Why company culture is important in the hiring process

Being one of the newest members of Obsidian’s team, I have had the chance to view positive company culture up close – from the inside and outside. Before graduation, I had no idea what company culture meant or how big of an impact it has on the workplace. Simply put, company culture is the shared feelings of a workplace by all members of the organization. Curiosity about work culture struck me once I saw how important it was during the interview process, and it’s what led to my role as an account assistant here. Let’s discuss three important elements of company culture and how it stands out during the hiring process. 

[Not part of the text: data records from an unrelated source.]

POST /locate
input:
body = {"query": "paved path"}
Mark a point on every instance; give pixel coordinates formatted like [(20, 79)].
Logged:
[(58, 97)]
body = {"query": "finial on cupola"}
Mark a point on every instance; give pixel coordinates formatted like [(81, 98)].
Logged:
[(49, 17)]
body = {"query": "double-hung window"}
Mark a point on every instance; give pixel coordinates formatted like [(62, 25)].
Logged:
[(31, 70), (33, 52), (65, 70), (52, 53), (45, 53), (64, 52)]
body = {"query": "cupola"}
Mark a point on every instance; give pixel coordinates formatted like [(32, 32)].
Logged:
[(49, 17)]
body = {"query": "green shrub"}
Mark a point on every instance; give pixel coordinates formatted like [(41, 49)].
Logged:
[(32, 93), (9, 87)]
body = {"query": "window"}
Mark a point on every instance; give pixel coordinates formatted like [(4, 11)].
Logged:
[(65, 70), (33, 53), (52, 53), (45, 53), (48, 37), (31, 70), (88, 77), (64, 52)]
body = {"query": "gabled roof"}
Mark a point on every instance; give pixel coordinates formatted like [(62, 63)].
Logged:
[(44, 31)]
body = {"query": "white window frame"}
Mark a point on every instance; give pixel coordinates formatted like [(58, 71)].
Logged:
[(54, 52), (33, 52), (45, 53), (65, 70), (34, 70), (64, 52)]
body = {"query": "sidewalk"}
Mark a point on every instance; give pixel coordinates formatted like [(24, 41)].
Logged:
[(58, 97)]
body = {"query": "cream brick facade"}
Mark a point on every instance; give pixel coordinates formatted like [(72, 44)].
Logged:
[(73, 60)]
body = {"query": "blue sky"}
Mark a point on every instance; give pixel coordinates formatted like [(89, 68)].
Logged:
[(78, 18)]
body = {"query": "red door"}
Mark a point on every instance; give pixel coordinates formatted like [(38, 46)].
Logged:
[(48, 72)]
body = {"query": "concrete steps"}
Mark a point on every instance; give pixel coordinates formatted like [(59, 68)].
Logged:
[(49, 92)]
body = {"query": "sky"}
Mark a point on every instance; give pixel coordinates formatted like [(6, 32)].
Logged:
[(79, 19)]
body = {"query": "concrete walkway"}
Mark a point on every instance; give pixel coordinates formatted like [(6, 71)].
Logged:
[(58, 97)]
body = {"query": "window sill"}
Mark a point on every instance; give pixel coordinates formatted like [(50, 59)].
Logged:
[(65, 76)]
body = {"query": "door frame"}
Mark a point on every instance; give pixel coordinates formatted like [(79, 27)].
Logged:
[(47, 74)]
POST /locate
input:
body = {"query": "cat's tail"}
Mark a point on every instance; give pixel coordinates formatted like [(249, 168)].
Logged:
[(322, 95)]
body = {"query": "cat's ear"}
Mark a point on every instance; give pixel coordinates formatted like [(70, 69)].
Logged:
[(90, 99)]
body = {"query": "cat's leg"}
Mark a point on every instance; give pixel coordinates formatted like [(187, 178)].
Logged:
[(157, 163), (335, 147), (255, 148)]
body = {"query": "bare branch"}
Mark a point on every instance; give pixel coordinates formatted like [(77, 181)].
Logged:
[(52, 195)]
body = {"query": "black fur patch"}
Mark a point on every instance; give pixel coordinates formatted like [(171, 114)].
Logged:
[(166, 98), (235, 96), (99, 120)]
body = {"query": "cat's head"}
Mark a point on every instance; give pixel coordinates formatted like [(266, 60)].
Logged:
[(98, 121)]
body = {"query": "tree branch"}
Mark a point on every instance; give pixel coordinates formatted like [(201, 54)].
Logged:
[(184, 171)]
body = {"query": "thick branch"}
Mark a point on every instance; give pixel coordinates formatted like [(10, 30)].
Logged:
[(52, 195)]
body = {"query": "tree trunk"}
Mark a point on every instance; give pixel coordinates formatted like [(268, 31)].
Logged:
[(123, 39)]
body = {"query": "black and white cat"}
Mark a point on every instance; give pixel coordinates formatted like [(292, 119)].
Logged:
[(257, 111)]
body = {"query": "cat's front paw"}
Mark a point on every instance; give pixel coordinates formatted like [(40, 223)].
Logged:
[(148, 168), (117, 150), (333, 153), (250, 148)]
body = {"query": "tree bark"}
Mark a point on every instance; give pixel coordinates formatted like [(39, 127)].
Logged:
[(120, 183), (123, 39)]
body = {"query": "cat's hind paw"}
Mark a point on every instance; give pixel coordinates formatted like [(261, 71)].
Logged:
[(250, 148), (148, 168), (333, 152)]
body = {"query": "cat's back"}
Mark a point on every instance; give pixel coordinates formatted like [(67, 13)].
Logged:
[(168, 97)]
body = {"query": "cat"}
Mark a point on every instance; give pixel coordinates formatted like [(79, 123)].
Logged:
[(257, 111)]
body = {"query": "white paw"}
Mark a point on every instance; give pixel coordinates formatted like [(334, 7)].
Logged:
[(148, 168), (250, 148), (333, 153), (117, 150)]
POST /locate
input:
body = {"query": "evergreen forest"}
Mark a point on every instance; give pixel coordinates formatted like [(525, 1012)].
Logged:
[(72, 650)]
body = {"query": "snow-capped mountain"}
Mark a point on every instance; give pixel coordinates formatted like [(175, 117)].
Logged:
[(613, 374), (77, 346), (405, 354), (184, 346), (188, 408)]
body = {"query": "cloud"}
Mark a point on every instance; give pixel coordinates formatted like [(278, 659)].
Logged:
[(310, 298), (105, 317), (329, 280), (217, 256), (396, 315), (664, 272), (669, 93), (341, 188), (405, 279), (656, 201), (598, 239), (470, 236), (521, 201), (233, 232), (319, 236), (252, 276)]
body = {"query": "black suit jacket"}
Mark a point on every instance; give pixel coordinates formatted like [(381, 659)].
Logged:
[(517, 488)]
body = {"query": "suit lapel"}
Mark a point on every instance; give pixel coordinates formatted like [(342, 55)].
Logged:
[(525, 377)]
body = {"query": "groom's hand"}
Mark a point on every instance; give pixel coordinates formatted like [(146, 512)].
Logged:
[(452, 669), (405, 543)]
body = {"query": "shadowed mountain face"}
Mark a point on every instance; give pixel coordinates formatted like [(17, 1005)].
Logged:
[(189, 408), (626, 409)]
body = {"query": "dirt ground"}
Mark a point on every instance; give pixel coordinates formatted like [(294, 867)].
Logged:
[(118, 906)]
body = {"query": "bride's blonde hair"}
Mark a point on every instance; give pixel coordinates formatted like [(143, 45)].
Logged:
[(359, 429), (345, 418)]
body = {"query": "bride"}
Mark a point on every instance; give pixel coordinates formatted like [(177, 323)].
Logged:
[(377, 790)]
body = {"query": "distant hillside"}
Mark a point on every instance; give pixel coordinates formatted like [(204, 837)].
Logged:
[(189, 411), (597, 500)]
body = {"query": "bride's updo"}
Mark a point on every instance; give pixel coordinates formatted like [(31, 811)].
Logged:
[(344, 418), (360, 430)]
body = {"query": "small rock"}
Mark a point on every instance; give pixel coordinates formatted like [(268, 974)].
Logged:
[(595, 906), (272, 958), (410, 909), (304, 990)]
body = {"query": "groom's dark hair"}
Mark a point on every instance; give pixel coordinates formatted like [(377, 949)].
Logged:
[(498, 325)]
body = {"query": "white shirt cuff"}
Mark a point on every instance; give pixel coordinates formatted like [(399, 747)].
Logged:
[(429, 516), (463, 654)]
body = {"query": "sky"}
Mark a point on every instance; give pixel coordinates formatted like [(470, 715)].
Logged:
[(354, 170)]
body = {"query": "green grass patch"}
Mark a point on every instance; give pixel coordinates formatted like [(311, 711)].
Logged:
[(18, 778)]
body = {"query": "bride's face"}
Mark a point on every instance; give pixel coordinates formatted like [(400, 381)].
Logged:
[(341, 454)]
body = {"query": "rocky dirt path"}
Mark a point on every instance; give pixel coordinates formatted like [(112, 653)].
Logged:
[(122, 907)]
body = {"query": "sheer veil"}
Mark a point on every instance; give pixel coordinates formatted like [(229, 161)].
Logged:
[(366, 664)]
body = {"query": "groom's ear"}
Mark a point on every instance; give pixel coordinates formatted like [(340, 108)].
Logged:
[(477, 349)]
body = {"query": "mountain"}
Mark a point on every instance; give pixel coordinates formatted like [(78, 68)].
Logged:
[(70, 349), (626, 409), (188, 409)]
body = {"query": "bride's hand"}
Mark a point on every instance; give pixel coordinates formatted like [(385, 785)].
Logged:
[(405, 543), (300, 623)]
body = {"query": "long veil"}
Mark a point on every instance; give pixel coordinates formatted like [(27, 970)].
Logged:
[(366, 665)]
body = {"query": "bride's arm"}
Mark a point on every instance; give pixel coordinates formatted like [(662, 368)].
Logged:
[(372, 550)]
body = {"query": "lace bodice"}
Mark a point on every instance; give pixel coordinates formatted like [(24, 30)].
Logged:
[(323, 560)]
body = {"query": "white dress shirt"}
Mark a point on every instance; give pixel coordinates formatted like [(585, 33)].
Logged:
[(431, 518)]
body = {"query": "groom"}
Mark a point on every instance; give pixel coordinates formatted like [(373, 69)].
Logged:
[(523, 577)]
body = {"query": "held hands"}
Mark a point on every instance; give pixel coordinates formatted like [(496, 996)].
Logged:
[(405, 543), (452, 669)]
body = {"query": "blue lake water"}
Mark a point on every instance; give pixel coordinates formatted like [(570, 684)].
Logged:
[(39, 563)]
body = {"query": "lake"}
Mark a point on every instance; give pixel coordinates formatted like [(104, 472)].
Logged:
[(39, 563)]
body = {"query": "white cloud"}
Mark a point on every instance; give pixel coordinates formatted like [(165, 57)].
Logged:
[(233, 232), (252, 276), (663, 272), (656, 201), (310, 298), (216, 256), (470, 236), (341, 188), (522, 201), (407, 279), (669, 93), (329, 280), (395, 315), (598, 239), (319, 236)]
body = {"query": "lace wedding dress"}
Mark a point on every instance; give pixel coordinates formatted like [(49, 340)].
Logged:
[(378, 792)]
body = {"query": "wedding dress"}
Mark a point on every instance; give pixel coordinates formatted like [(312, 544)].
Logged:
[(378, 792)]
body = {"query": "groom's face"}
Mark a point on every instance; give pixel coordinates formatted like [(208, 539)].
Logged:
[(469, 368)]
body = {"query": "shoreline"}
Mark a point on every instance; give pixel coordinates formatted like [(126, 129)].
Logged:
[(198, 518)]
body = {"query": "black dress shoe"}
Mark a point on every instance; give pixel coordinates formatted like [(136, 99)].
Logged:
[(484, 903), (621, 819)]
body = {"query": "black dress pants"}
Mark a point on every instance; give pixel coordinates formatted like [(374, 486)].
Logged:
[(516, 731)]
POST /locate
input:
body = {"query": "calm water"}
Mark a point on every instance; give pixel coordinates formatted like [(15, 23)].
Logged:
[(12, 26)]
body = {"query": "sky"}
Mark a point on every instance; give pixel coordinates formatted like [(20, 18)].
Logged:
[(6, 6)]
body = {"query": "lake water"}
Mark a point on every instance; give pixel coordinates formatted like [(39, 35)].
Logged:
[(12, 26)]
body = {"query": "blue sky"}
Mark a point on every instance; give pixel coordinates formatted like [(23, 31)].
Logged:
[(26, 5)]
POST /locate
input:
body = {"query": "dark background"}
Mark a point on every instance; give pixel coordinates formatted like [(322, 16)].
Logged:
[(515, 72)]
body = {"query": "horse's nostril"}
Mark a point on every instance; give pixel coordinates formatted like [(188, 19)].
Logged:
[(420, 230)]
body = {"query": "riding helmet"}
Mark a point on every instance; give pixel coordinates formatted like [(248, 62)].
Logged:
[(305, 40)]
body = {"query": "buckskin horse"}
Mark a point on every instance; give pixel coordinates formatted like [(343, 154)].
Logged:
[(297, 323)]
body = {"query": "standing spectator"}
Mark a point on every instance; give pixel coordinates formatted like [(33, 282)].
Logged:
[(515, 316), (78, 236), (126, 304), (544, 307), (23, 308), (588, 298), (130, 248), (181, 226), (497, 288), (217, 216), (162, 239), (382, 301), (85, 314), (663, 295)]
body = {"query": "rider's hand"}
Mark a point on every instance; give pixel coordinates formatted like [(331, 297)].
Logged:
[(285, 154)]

It’s pretty simple to tell if employees are happy with their roles and if the organization values them as a member of the team. From my first interview at Obsidian, I could tell from employee interactions that this was a place people enjoyed working. Through various activities like escape rooms and holiday wreath-making, Obsidian knows how to keep fun in the workplace. Keeping things fun boosts general camaraderie and improves workplace communication by up to 50%. A good balance between work and play is essential, but when you can have fun at work, that’s when you know you’ve hit the jackpot. 


Company culture and values go hand in hand. Getting involved in the mission of the company provides a sense of purpose, especially if you can apply the values to your own life. When there is a bigger mission or vision for the future, employees are inspired to look forward to their role in their company. Studies have even proven that mission-based companies are more likely to retain employees. One way to implement values early on is to ask questions in your initial interview about values and see if a candidate’s answers align with yours. It not only helps you protect your corporate values, but it lets the interviewee know that you care about practices and causes that matter to them. After answering a bunch of resume-related questions at various companies, I was relieved when the members of Obsidian asked me deeper questions and truly wanted to know my answers. 


Now that we’ve delved into the lighter parts of corporate culture, it’s time to look at the facts. Providing benefits that adhere to your employees’ needs conveys that they are cared for. It’s also a way to show interviewees that you put your money where your mouth is. Anyone can talk about how they have a great workplace culture, but when I heard the concrete evidence of company perks at Obsidian, I was sold. Company outings once a month, stellar retirement and health care benefits, birthday and anniversary celebrations, and even getting off the clock an hour early on Fridays simply show that employees are valued. Creating an atmosphere of work/life balance and team bonding are attractive when someone is interested in employment at your company. Obsidian knows how to keep us happy, and the culture and benefits motivate me to do my absolute best. 

It really is in your best interest to commit to establishing a positive work environment, whether you are an interviewee, employer or employee. If you are hiring, it’s something you can brag about to potential prospects. If you are on the hunt for a job, it’s a quality to look out for. Either way, company culture is something to pay attention to no matter what your position is. Do your part to connect to the values of your company and with your co-workers, and you may be surprised at the benefits.